Brenes ha detto che “si stanno facendo tutti i passi possibili” per giungere a questa soluzione, ma si procede lentamente “passo dopo passo”.
Mons. Alvarez si trova da due settimane in regime di arresto domiciliare, senza che nel frattempo l’autorità giudiziaria abbia formulato i capi di accusa che ne giustifichino la detenzione.
Sulle condizioni di salute e di stato d’animo del vescovo Alvarez, il card. Brenes ha speso parole rassicuranti: “sta bene, chiede di continuare a pregare per lui e di sperare che lo Spirito Santo ci illumini in modo da poter risolvere questo conflitto”.
Nell’insieme, si ottiene il quadro di una situazione di oppressione della Chiesa nicaraguense – verso la quale le ragioni del diritto, che dovrebbero vincolare le mosse del governo Ortega, vengono da esso sistematicamente eluse.

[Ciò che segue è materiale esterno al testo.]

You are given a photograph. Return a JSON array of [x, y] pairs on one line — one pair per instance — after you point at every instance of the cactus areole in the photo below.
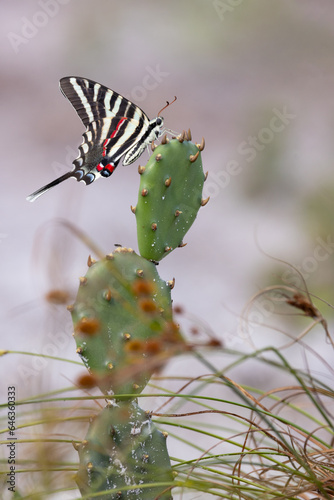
[[170, 196]]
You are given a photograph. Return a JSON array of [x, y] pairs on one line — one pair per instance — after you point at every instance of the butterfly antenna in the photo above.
[[168, 104]]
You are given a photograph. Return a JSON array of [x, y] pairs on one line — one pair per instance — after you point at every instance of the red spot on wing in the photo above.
[[104, 146], [110, 167]]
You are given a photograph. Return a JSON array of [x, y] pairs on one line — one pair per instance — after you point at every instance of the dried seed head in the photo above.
[[90, 261]]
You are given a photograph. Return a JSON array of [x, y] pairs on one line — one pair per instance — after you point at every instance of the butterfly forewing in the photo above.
[[93, 101]]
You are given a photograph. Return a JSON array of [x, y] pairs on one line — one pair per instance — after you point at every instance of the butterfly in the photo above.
[[115, 128]]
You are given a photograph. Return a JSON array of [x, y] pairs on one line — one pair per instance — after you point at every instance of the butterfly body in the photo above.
[[115, 128]]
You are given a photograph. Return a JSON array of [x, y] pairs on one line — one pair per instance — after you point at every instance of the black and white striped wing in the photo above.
[[93, 101], [115, 127]]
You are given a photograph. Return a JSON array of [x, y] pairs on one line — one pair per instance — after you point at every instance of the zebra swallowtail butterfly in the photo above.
[[115, 127]]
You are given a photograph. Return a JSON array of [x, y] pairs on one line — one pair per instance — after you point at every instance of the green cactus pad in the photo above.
[[123, 448], [123, 324], [170, 196]]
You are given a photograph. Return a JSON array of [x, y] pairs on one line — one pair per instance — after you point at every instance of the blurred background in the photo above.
[[254, 78]]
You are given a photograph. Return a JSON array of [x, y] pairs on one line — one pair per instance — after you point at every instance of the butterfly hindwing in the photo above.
[[104, 143]]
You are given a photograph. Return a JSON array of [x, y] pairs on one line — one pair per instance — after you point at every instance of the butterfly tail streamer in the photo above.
[[44, 189]]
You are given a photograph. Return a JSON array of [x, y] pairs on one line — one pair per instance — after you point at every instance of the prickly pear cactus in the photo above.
[[122, 453], [123, 324], [170, 196]]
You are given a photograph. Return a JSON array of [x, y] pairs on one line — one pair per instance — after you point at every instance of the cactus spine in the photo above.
[[123, 323], [123, 451], [170, 196]]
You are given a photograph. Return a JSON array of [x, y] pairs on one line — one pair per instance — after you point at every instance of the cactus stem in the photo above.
[[181, 137], [201, 146], [193, 158], [88, 326], [171, 283]]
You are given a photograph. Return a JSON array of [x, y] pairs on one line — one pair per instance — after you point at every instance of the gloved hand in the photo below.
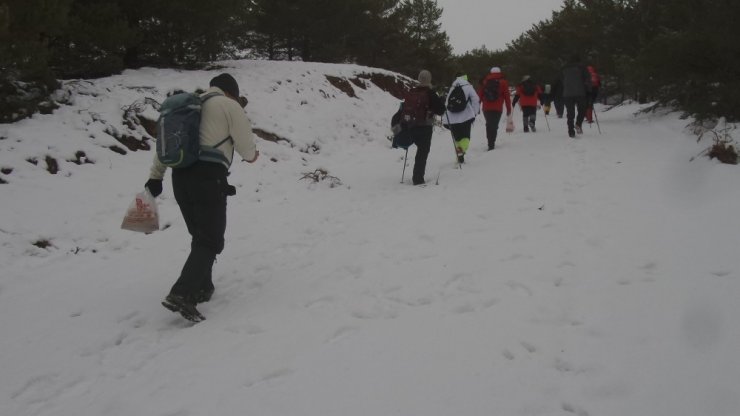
[[154, 186]]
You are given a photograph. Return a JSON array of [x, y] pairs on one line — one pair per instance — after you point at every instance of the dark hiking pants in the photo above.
[[571, 105], [493, 118], [423, 140], [200, 192], [529, 117]]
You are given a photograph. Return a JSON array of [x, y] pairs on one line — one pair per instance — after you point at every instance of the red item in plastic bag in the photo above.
[[142, 215], [509, 123]]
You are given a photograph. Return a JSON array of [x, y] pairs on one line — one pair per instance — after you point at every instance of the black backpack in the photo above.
[[491, 89], [415, 107], [528, 88], [457, 101]]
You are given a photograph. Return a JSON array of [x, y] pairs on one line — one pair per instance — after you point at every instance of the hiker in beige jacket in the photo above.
[[201, 190]]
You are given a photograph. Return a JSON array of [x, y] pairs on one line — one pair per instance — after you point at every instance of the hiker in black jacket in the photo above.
[[421, 132], [576, 87]]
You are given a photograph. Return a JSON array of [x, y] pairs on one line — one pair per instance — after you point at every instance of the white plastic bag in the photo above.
[[142, 215], [510, 123]]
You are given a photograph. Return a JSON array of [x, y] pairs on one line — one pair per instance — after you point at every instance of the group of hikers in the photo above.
[[573, 92], [198, 135]]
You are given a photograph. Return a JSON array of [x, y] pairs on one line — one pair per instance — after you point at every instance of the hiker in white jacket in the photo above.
[[460, 122]]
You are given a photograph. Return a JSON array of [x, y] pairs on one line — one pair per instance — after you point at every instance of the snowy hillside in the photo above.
[[551, 276]]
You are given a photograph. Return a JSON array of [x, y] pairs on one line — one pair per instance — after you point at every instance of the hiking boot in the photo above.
[[460, 154], [183, 306], [204, 295]]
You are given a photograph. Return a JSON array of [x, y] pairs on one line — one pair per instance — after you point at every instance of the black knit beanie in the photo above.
[[227, 83]]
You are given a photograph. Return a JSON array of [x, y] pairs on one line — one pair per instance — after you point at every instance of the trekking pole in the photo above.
[[404, 164], [459, 165]]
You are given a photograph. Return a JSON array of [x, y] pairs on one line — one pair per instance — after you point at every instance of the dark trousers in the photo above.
[[559, 106], [422, 136], [571, 105], [529, 116], [493, 118], [461, 130], [200, 192]]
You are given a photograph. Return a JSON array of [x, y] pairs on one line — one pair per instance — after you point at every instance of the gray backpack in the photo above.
[[178, 131]]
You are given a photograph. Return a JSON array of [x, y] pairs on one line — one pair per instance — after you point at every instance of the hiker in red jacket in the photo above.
[[529, 93], [494, 93]]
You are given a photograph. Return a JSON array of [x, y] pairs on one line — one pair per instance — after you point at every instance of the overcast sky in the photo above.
[[493, 23]]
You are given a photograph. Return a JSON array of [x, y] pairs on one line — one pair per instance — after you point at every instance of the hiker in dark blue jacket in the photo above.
[[420, 133], [576, 86]]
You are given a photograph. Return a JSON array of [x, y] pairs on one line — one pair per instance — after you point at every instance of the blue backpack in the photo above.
[[178, 130]]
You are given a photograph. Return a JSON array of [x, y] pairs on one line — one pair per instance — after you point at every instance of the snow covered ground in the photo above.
[[552, 276]]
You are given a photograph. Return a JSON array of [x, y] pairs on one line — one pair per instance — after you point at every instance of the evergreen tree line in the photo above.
[[682, 53], [679, 52], [49, 39]]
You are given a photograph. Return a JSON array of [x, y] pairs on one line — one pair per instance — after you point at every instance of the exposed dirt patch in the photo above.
[[80, 158], [270, 137], [52, 165], [342, 85], [394, 85]]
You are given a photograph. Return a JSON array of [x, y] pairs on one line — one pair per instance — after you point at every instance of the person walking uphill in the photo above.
[[493, 94], [529, 93], [463, 105], [419, 107], [201, 189], [576, 87]]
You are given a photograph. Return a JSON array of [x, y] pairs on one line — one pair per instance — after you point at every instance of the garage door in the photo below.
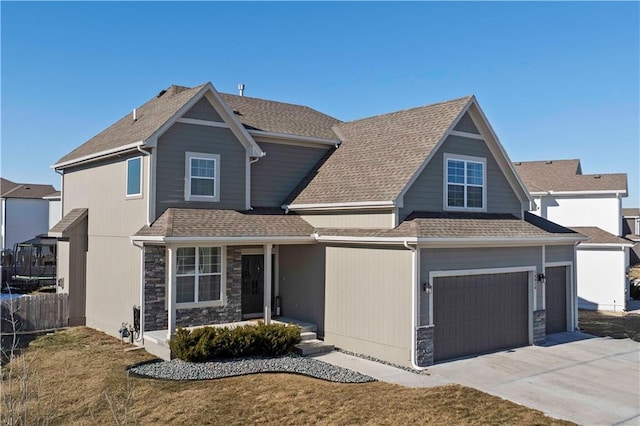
[[480, 313], [556, 299]]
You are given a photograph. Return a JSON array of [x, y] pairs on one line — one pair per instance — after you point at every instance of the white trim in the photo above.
[[569, 292], [105, 153], [189, 156], [466, 135], [342, 206], [465, 272], [289, 139], [207, 123], [446, 157]]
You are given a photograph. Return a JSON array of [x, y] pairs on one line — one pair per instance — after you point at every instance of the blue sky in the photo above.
[[556, 80]]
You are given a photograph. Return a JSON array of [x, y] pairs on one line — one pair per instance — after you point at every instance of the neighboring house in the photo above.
[[24, 213], [631, 231], [403, 236], [591, 205]]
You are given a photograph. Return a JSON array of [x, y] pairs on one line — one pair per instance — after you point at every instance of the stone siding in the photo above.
[[424, 346], [155, 311], [539, 327]]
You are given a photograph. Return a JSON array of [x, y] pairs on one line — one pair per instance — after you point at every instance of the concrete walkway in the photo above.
[[575, 376]]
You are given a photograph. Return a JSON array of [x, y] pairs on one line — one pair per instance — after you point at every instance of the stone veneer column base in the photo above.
[[539, 327], [424, 346]]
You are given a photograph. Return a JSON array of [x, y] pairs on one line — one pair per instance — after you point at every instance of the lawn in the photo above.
[[78, 376], [618, 325]]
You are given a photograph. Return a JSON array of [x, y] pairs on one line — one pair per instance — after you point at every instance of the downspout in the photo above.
[[141, 247], [414, 304], [147, 154]]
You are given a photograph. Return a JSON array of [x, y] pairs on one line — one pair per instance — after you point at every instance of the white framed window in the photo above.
[[199, 277], [202, 177], [465, 183], [134, 177]]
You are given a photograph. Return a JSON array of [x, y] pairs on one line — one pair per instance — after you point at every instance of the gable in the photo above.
[[203, 110], [466, 124], [427, 191]]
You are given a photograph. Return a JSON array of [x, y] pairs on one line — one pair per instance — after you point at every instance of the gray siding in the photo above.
[[301, 282], [170, 168], [275, 176], [478, 258], [426, 193], [559, 253], [203, 110], [466, 124]]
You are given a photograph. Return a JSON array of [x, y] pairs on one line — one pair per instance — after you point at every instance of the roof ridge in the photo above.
[[468, 97]]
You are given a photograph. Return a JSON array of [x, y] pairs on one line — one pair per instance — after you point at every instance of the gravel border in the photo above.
[[181, 370]]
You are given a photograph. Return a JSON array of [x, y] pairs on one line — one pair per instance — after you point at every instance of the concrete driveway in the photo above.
[[575, 376]]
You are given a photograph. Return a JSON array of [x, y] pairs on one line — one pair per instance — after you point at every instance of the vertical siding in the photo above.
[[170, 167], [203, 110], [368, 301], [112, 263], [466, 124], [275, 176], [478, 258], [426, 193], [351, 220], [301, 281]]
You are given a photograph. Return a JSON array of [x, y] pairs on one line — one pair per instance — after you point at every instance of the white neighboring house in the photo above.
[[592, 206]]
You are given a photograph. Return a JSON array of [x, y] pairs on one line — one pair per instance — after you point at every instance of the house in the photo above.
[[591, 205], [631, 231], [403, 236]]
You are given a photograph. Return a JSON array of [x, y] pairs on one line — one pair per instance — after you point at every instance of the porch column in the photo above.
[[268, 248], [171, 294]]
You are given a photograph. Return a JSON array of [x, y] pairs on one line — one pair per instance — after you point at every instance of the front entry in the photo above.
[[252, 284]]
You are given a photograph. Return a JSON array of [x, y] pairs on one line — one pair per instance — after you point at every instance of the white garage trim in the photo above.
[[463, 272], [571, 287]]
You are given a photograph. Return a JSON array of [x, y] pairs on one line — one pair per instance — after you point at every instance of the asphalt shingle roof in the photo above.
[[599, 236], [280, 117], [378, 155], [463, 225], [566, 175], [176, 222], [9, 189]]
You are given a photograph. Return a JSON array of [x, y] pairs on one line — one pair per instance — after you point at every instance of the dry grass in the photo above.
[[83, 372], [618, 325]]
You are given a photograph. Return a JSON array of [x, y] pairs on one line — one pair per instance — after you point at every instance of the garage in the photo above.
[[556, 299], [474, 314]]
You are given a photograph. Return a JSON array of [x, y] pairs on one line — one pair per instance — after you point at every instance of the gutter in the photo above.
[[414, 304]]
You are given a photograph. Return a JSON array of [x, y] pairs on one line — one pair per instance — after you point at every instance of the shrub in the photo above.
[[207, 343]]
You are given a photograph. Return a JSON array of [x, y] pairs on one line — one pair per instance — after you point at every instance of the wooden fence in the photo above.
[[34, 313]]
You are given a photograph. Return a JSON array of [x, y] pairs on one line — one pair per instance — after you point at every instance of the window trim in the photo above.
[[445, 191], [126, 182], [187, 185], [223, 279]]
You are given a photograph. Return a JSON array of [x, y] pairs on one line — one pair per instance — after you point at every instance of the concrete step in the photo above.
[[308, 335], [313, 347]]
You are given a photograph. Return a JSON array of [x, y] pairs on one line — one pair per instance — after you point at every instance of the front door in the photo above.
[[252, 284]]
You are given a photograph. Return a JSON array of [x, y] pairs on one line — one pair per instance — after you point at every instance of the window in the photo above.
[[134, 177], [199, 274], [202, 177], [465, 182]]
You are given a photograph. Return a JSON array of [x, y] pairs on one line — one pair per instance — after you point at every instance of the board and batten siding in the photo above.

Ma anche quello di una Chiesa coesa e solidale – né inerme né inerte, o schiacciata dalla situazione di persecuzione. Una Chiesa locale che sente vicina la presenza della Santa Sede e di papa Francesco, legate in un’azione corale non sbandierata ma adeguata alle circostanze del momento.
La stessa prudenza che usò Pio XII per non provocare più pesanti ritorsioni da parte del regime nazista. Eppure si contuinua a subire le critiche, anche recentemente rinnovate, al “silenzio” di papa Pacelli, e non si decide sulla sua beatificazione. Un ritardo che implicitamente finisce per insinuare il dubbio che i detrattori di Pio XII siano nel giusto.